Много говорилось о загадках картины «Весна. На пашне». Зоркие художественные критики быстро (через 150 лет) заметили на ней ряд несообразностей: крестьянка, ведущая коней, непропорционально высока, упряжку она ведёт так легко, словно кони бумажные, одета она не как работница в поле, а как невеста на свадьбе, и тому подобное… Многие догадались: это не ошибки, — это художник нарочно так задумал… А почему? А что он имел в виду?
А это Венецианов согласно своему замыслу создавал новую русскую мифологию: здесь не просто крестьянка изображена, здесь сама Весна идёт русским полем, благословляет мужицкий труд и насыщает землю живительной силой…
Вот картина «Жнецы»: мать с сыном на минуту отвлеклись от работы и с тихой радостью рассматривают двух бабочек, доверчиво присевших на ладонь крестьянке.
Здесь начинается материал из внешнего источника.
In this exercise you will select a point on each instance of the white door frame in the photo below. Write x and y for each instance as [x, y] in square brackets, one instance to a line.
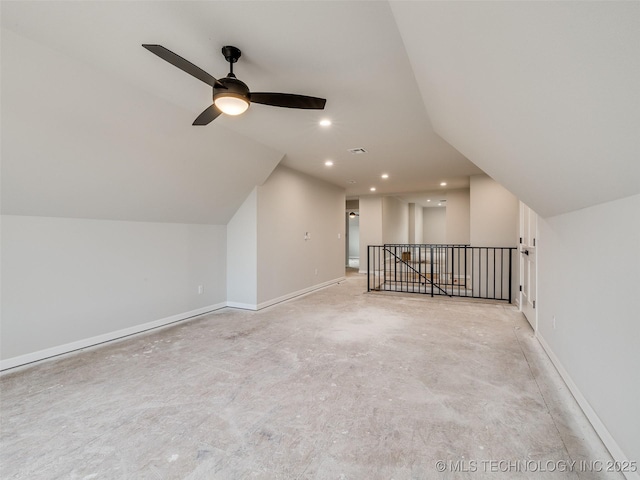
[528, 264]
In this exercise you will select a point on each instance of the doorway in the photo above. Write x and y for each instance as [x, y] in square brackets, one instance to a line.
[353, 239]
[528, 264]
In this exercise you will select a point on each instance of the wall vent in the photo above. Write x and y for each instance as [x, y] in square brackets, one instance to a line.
[357, 151]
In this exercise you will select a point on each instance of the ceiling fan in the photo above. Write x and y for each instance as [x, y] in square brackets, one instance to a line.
[230, 95]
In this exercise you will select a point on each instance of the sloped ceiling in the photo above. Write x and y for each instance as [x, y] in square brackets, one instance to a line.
[540, 95]
[95, 126]
[543, 96]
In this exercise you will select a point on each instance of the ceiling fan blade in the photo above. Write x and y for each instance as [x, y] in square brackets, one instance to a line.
[184, 65]
[208, 116]
[288, 100]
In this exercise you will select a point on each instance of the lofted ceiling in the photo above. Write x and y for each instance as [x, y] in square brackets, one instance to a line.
[539, 95]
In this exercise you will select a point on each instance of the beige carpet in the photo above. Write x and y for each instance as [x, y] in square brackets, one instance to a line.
[338, 384]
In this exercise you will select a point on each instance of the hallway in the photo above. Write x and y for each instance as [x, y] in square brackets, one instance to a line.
[336, 384]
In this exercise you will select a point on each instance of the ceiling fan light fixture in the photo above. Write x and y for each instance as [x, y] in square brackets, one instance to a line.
[231, 104]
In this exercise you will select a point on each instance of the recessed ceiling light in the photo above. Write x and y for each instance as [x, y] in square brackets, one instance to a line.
[357, 151]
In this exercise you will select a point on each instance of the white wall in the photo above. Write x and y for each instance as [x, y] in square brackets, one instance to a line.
[370, 226]
[242, 254]
[395, 220]
[494, 214]
[415, 223]
[589, 279]
[354, 237]
[458, 217]
[68, 280]
[434, 225]
[289, 204]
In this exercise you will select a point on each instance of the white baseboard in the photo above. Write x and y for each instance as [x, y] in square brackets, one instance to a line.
[242, 306]
[21, 360]
[106, 337]
[304, 291]
[602, 431]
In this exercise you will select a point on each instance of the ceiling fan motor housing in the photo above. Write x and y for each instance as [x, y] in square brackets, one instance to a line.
[235, 88]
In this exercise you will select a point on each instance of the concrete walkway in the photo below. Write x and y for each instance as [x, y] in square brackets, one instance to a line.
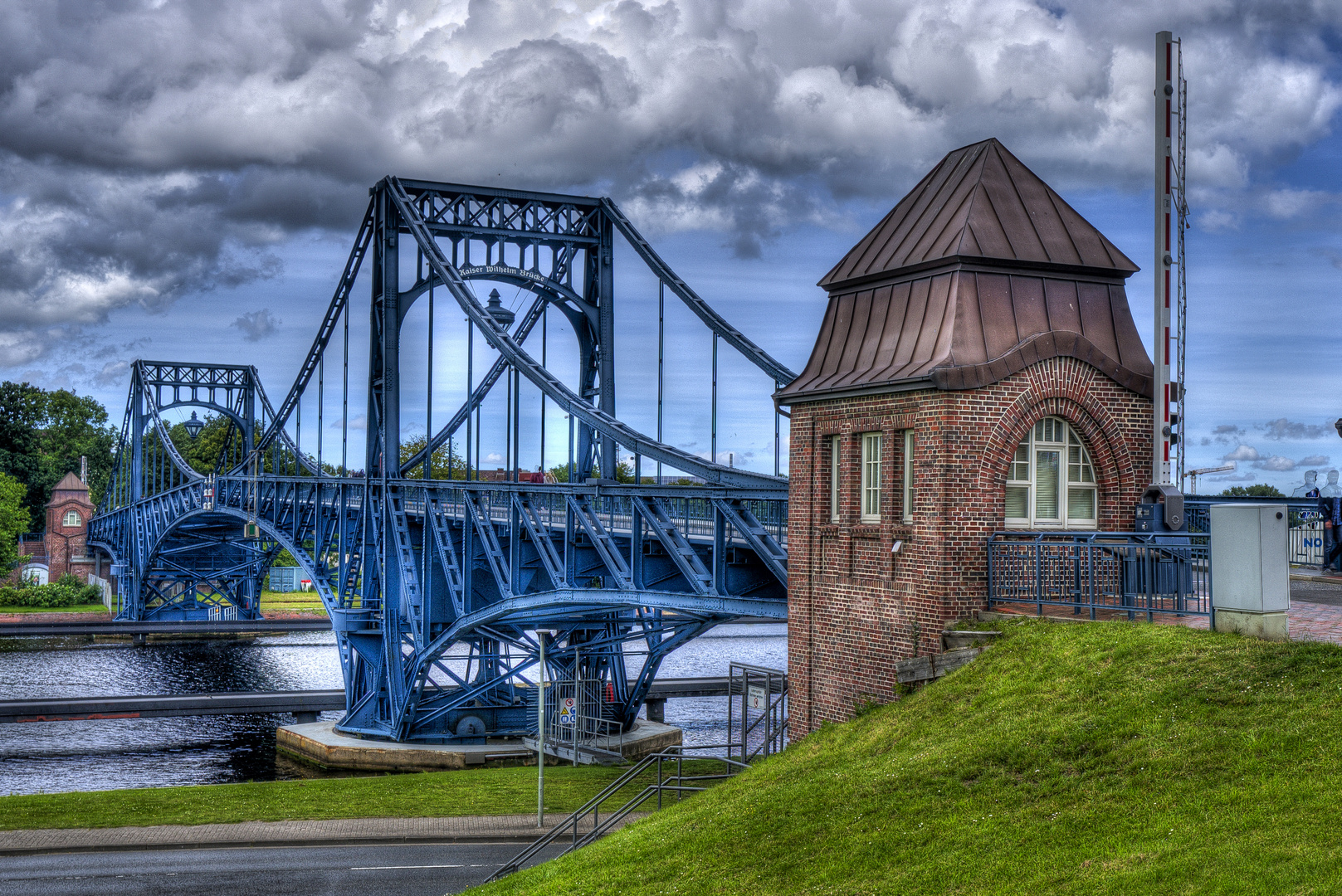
[283, 833]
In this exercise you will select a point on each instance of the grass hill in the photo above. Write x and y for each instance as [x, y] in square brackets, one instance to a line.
[1100, 758]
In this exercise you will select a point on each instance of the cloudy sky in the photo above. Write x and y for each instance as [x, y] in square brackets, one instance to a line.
[183, 178]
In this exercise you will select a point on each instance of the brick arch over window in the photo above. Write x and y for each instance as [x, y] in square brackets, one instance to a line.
[1065, 388]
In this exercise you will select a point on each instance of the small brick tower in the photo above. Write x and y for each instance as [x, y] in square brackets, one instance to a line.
[977, 369]
[67, 530]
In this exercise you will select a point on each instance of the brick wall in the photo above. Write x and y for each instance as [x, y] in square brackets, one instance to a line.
[855, 608]
[67, 546]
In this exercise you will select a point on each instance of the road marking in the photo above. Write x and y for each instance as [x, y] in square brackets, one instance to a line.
[402, 867]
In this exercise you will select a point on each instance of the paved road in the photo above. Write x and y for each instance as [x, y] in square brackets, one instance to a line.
[259, 871]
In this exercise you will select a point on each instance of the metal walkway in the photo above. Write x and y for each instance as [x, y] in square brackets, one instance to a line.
[442, 585]
[241, 703]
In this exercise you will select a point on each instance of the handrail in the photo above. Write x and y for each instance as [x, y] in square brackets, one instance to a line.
[592, 805]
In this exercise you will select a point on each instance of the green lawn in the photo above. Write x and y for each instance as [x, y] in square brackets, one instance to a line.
[76, 608]
[1100, 758]
[291, 602]
[472, 791]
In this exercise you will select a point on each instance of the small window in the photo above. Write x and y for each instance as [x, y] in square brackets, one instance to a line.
[833, 479]
[909, 476]
[1051, 480]
[871, 476]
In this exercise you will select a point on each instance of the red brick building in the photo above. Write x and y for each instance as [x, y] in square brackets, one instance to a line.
[977, 369]
[65, 545]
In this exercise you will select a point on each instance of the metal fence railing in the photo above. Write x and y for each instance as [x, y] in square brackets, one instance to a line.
[757, 711]
[1106, 573]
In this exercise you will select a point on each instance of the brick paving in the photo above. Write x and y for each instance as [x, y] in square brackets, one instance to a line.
[1315, 612]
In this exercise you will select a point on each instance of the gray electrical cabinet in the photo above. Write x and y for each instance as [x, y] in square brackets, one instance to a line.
[1251, 574]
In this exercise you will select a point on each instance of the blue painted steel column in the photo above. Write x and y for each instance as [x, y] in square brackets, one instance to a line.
[606, 280]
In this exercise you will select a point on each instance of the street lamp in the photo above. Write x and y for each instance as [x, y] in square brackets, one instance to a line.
[502, 317]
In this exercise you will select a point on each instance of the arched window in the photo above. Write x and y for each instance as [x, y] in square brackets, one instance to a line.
[1051, 482]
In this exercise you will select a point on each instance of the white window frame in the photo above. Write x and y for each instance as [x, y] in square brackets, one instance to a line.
[1048, 436]
[869, 495]
[835, 446]
[909, 476]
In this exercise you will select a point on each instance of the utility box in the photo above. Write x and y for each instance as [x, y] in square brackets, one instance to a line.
[1251, 576]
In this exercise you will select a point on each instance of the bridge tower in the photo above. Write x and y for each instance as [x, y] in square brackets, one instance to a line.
[442, 584]
[977, 369]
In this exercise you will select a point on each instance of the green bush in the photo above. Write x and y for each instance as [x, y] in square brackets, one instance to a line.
[65, 592]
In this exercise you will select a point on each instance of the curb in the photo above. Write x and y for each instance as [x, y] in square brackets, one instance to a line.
[261, 844]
Усталые, обгорелые на солнце и не очень-то красивые лица героев, лёгкие летние сумерки, несжатая рожь на заднем плане, два серпа точно в скобки заключают всю композицию, придают ей, как это говорится, «знаковость», законченность иероглифа, символа. Разгадывайте сами этот символ, — он многозначен и не прямолинеен…
Нельзя сказать, что Венецианов был непризнанным художником. Нет, его любили, его ценили. Пастель «Очищение свёклы», например, была за кругленькую сумму куплена царём и помещена в Бриллиантовой комнате Зимнего дворца (представите себе: очистка свёклы в бриллиантовой комнате, — но, видимо, Александр I не нашёл тут ничего смешного: шедевр есть шедевр).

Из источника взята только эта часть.